A collaborative team effort
To prepare for PyeongChang 2018, we’ve had a core team based in the host city since 2014. The team work alongside the local Olympic committee on-site, as well as with teams based at a brand new Integration Test Lab (ITL) in Madrid and at the Central Technology Operations Center (CTOC) in Barcelona. Working on synchronized time zones (host city local time), these teams are responsible for remotely testing every single system set to go live ahead of the Opening Ceremony of the Olympic Winter Games on 9th February 2018.
While previously these teams would have had to physically work in the same room together, migrating everything to a virtual environment has enabled us to be much more cost and time efficient. By the Opening Ceremony, we will have completed over 100,000 hours of testing to ensure that results can be delivered in real-time (0.3 seconds) to the world’s media for over 100 events. To ensure everything is ready, we have an extremely tight schedule to get everything live and tested. We are currently in the final phase of the implementation and will be testing systems one by one until December.
Winter sports beamed worldwide
With more content than ever before distributed to a growing audience across the globe, we’ve seen appetite for winter sports increasing exponentially.
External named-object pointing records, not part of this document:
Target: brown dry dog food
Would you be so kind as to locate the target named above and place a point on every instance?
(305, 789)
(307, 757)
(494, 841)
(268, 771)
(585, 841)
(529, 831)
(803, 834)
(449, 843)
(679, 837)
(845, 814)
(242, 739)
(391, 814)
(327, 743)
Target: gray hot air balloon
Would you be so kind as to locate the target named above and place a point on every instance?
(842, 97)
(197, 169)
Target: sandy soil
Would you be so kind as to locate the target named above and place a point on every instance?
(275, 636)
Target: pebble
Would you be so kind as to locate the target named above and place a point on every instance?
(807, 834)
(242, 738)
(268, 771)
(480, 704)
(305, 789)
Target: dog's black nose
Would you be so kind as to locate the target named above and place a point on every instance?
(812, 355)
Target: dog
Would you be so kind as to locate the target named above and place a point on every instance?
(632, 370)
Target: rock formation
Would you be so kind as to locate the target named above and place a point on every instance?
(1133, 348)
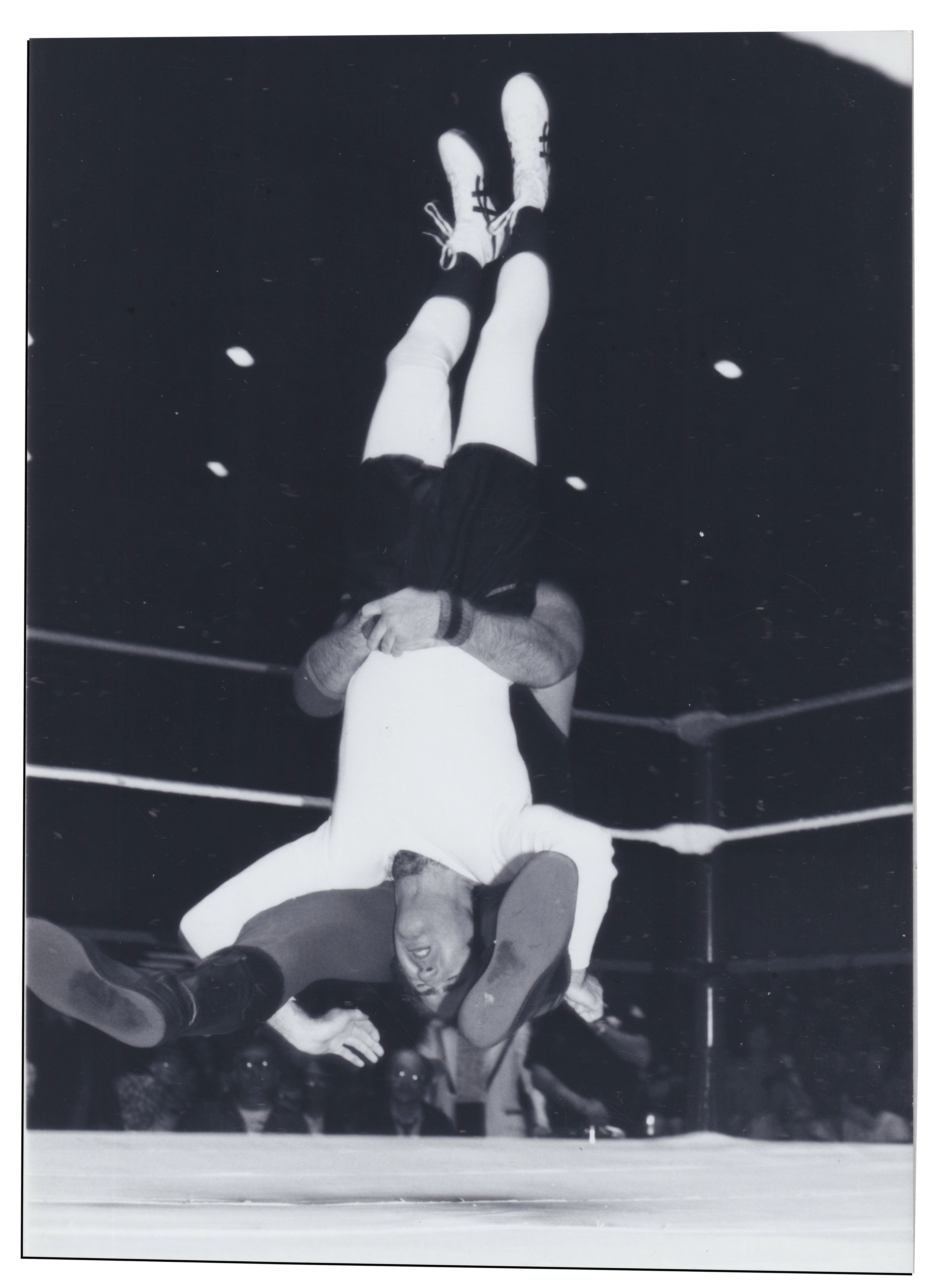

We’ve been in discussions with broadcasters already in countries where there hasn’t traditionally been demand for winter sports, who want to beam the events out to local audiences for the first time.
The sense of achievement we’ll get on completion of the four-year project cannot be underestimated. We’re incredibly proud to be part of the team that delivers the Games and are looking forward to soaking up the euphoric atmosphere as soon as the spectacular Opening Ceremony of the Olympic Winter Games PyeongChang 2018 begins!
About Marc Gutierrez
Marc Gutierrez joined the Atos Major Events team in charge of developing the new systems to be delivered for the first time in Salt Lake City Winter Games as IOC Worldwide IT Partner. In 2002 Marc joined the team that would be moving from city to city to deliver the next three Games editions: Athens 2004, Beijing 2008 and London 2012. Through that period he had the opportunity to develop his skills in Architecture, Security and Management to become the Chief Technology Officer of Major Events in 2012. As CTO, his focus has been on the design of the new delivery model “build once – use often” and transition to the Cloud. In 2014, he moved to PyeongChang as Chief Integrator to deliver the first edition of the Games, setting the ground for the next Games to come. Personally, Marc has found working for Major Events has allowed him to live in many different countries. Being exposed to so many different cultures and languages has been an amazing experience for him.